更にシンギュラリティーの問題のように、加速度的にパラダイムシフト(価値観の変容)がおこることを考えます。私はエンターテイメント業界が芸術家にも大衆迎合を求め、何でもありの方向に進んでいくと考えています。とても個人的な話ですが、そのような光景を見ることが増えました。

少なくともエンターテイメントと芸術を管理する人が、エンターテイメントと芸術(Art)の線引きを理解しなければいけないことを、再確認しなければならない時代がきていると予見します。

 

▪️そもそも芸術とは

ルネサンスギリシャ時代の芸術を理想として掲げる、静的な新古典主義に対して、台頭してきたのがロマン派と写実派です。

ロマン派は、人の心に傷をつけるような、動的なものです。
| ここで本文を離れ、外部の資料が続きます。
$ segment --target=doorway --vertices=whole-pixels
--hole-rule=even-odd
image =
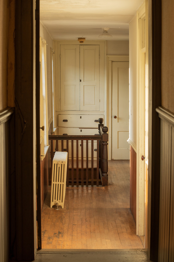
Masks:
[[[129,63],[112,65],[112,159],[129,159]]]

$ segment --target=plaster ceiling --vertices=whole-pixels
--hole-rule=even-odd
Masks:
[[[40,0],[40,19],[53,39],[127,40],[129,23],[144,0]],[[99,38],[110,27],[112,37]]]

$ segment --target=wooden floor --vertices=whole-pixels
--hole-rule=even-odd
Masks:
[[[108,162],[105,187],[66,188],[64,208],[42,214],[42,248],[106,249],[143,248],[129,209],[129,161]]]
写実派は、ロマン派のアンチテーゼとして、ありのままのを写し出すものです。

保守と改革の戦いに対して、ナポレオン三世は、1863年にSalon of the Rejectedを開きます。

芸術を知らない民衆に芸術的な正しさ求めるこの展覧会は、多数決によるポピュ(ラ)リズムそのものである気がします。
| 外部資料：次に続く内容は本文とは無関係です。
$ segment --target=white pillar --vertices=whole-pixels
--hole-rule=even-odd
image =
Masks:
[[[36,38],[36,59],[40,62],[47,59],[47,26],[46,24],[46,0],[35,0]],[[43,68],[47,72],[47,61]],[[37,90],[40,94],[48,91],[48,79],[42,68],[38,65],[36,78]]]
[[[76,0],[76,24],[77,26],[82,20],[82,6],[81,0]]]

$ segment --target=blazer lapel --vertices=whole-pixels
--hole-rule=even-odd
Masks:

この展覧会以降、ロマン派の技法と、写実派の方向性から、印象派が台頭します。

今まで、ルネサンスの絵画技法を使い、宗教、神話などを題材にしていたのに対して、印象派は人の生活・風景を題材としてリアルタイムの芸術を目指しました。

はたして、Salon of the Rejectedの派生としての現代美術は、本質的な芸術と言えるのでしょうか。

 

▪️ショービジネスと芸術(Art)

そもそも芸術でないのなら、芸術の考え自体がショーの妨げになりますから、割り切らなければなりません。

Recreationにおけるショーというのは、お客さんあってのもので、演者とお客さんの、みんなでつくりあげるものです。
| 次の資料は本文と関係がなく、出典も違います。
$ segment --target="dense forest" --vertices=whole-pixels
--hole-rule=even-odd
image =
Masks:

お客さんの立場に立って、同じ目線で共感を生むことが一般的です。しかし、過度に一般化された共感のための技術は、自動機械のようにテンプレ化された演者を、大量に生み出してしまいます。

 

▪️体系化された知識の共有が単純化を招く

一時期、「寿司職人が何年も修行するのはバカ」という発言が話題になりました。今は体系化された技術を向上させるための知識が、YouTubeなどによって、ますます一般化されています。

そういう意味で、修行というのが古いというのは分かりますが、修行によって身につけることのできるものは、寿司の技術だけではないという反論もあります。

しかし私は上記の発言を、「人の思慮を深くする経験は、修行以外でも身につけることができるのだから、修行だけに拘らなくてもいい」という解釈もできると考えます。

機会費用』という経済学の考え方もありますが、修行以外で教養を身につけ、体系化された知識で寿司を握るのが、効率的であるとも言えるかもしれません。

それでも、強制的に教養を習得させる修行と違い、全ての人が業界に敬意を払い、教養を習得するとは限りません。体系化された知識の共有は、教養を無視した業界の単純化を、招く可能性があると考えます。

 

▪️問題意識を忘れない

全ての人が、芸術(Art)を理解する必要はありませんが、エンターテイメントの業界が市場原理主義によって、芸術を駆逐してしまうという問題があります。現状でも、芸術の教養を持たなくても、エンターテイメントビジネスの管理者になれてしまいます。

体系化された知識の共有などにより、ますますこれを加速させると考えます。私自身、この問題意識を忘れずに活動していこうと思います。